I am not entirely sure why I dedicated my farewell-Paris post to macarons. But I miss the city and miss the feeling of love-hating everything that Paris has. I’m grateful for the countless times after I’ve cursed the city, there is always a thing or two that made me fall in love with Paris all over again. I don’t think it’ll ever hit me that I’ve lived several months of my life somewhere as surreal as Paris. I still remember the first time I bought a baguette, tucking it under my arm, breaking off the quignon (the ends of a baguette) as I head back home and savoring the fresh, crunchy dough, feeling so beautifully “Parisian.” Or the many times when I sat by the Seine with some friends, drinking cheap wine we bought from supermarkets, soaking in the night lights of Paris and sighing at the beautiful, lit up Notre-Dame.
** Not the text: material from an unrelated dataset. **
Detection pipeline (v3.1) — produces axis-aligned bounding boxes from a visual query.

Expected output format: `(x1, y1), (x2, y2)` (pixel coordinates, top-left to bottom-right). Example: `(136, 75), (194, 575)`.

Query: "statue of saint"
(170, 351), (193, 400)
And of course, all the food – fresh galettes oozing with cheese and fresh mushrooms, escargots in buttery persil sauce, mafalda pasta coated with thick, truffle cream. It’s been four of the best months in my life and there is no other way I would rather spend my semester abroad.

Will I ever be able to actually live in Paris? Trying to envision my future living in this city, I would give an uncertain yes… But first, my French still has a long way to go. And I still need to get used to having dinner at 9PM. And perfecting the blunt, French way of saying no. And making up my goddamn mind when I walk into a bakery.

Perhaps I’ll stay forever a little tourist at heart. Paris, tu me manque. A bientôt!